Submarine of the Royal Navy

HMS Odin (N84) was an O-class submarine of the Royal Navy. She was laid down by HM Dockyard at Chatham in Kent on 23 June 1927, launched on 5 May 1928 and commissioned on 21 December 1929. The name Odin refers to the 74-gun, Danish man-of-war surrendered to the British in 1807.
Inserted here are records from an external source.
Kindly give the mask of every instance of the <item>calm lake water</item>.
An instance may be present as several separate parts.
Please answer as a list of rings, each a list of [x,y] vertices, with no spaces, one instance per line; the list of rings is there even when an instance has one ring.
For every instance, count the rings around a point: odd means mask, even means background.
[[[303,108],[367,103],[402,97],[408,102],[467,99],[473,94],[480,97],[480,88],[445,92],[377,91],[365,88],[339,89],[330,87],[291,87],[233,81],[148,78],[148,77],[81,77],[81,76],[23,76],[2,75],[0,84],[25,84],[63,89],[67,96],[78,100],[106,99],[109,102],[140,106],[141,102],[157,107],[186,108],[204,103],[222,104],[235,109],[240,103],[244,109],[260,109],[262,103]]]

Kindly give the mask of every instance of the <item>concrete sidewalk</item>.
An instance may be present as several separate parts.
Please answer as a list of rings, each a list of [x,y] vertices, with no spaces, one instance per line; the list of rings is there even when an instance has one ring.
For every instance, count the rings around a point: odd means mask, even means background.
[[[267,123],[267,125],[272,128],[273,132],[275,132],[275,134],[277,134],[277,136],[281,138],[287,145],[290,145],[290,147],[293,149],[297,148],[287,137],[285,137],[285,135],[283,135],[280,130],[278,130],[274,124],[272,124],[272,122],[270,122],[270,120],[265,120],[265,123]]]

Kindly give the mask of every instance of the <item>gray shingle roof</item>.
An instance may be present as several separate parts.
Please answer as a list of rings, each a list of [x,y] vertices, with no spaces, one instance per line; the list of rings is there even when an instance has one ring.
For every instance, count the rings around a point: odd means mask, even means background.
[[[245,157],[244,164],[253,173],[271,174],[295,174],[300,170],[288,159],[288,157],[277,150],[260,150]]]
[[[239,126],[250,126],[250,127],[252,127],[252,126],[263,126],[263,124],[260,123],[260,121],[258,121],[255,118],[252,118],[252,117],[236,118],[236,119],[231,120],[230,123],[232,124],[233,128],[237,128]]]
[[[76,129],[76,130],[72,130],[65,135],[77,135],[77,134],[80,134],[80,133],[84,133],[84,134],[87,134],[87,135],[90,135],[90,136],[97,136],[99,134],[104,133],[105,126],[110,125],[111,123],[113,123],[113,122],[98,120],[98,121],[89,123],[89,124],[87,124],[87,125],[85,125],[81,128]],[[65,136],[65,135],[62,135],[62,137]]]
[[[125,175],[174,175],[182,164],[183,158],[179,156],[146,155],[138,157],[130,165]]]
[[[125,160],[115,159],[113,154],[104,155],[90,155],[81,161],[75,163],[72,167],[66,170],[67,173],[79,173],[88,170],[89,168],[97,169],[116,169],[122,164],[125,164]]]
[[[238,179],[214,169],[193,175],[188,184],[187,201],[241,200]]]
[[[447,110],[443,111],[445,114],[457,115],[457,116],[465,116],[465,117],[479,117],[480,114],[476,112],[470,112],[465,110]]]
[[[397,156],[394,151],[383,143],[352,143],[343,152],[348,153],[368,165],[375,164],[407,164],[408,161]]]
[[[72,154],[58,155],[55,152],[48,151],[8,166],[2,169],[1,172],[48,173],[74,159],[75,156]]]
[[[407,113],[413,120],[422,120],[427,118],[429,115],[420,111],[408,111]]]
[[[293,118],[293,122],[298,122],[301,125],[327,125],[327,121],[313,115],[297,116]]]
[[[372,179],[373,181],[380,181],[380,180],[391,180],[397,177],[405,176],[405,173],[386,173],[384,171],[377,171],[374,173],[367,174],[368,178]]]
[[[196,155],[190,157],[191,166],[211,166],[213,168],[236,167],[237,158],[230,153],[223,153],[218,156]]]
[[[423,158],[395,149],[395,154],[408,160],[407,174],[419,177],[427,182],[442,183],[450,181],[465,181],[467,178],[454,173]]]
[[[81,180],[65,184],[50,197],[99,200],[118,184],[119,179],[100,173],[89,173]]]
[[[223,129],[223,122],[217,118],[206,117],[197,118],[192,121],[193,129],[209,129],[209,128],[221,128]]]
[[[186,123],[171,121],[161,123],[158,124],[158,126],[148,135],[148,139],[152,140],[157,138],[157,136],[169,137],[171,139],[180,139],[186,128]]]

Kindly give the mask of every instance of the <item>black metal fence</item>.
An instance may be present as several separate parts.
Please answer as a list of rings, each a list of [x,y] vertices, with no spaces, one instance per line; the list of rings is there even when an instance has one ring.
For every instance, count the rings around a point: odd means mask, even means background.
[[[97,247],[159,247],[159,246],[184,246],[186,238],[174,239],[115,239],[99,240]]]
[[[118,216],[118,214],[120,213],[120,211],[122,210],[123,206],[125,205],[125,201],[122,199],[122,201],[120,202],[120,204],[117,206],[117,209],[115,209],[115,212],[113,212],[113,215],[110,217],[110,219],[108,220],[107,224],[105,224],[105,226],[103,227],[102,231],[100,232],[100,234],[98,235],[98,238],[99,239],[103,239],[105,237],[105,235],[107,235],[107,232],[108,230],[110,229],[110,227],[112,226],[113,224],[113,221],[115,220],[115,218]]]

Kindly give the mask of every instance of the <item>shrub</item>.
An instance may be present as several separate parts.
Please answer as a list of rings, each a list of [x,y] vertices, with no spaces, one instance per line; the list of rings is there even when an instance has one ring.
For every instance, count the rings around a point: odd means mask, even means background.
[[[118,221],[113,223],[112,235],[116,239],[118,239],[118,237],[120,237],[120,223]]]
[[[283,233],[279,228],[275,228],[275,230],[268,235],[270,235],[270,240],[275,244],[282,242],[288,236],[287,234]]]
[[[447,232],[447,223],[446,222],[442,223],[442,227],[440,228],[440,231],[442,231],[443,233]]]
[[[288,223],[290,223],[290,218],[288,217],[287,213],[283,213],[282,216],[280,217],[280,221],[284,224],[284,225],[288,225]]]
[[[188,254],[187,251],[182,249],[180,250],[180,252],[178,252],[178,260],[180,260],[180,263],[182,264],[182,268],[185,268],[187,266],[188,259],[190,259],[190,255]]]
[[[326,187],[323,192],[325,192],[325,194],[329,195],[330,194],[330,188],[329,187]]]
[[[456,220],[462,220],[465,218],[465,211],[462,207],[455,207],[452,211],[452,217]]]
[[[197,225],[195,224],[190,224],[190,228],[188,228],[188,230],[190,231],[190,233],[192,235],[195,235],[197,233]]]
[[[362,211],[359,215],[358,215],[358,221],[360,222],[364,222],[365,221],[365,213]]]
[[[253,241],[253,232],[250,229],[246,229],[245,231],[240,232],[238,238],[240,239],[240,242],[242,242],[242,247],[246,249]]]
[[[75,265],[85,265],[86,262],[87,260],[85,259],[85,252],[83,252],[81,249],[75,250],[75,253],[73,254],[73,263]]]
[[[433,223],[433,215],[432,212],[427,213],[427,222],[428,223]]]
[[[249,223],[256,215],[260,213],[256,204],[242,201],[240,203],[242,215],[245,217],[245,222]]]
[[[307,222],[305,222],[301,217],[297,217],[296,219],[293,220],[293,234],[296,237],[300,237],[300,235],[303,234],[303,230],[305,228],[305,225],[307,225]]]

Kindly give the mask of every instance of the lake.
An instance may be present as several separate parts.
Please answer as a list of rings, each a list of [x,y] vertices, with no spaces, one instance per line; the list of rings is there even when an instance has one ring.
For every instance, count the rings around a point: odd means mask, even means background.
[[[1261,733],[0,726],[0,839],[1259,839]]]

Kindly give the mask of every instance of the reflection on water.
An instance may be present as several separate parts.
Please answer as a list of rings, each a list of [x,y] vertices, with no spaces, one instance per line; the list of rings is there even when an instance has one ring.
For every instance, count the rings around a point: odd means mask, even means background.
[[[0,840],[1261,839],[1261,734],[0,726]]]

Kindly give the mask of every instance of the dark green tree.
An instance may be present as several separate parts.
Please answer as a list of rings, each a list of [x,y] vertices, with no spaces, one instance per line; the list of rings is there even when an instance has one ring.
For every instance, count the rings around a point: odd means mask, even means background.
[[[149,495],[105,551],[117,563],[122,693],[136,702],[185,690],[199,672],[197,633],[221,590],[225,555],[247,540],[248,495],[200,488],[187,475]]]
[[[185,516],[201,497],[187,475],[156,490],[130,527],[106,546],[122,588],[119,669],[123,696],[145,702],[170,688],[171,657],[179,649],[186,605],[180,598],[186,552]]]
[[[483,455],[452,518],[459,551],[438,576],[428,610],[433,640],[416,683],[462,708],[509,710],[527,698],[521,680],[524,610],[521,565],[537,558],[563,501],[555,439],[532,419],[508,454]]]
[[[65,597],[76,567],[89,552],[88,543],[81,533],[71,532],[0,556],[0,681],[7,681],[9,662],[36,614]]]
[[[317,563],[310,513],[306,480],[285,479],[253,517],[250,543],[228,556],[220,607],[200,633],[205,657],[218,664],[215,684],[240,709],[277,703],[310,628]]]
She served with the 5th Flotilla at Portsmouth in 1929–1930, with the 4th Flotilla at Hong Kong from 1930 to 1939, with the 8th Flotilla at Colombo in Ceylon in 1939–1940, and with the 1st Flotilla at Alexandria in Egypt in 1940. Odin was sent to Malta shortly before Italy declared war on 10 June.

Odin was depth charged and sunk in the Gulf of Taranto, most probably by the Italian destroyers and on 14 June 1940. The entire crew was lost.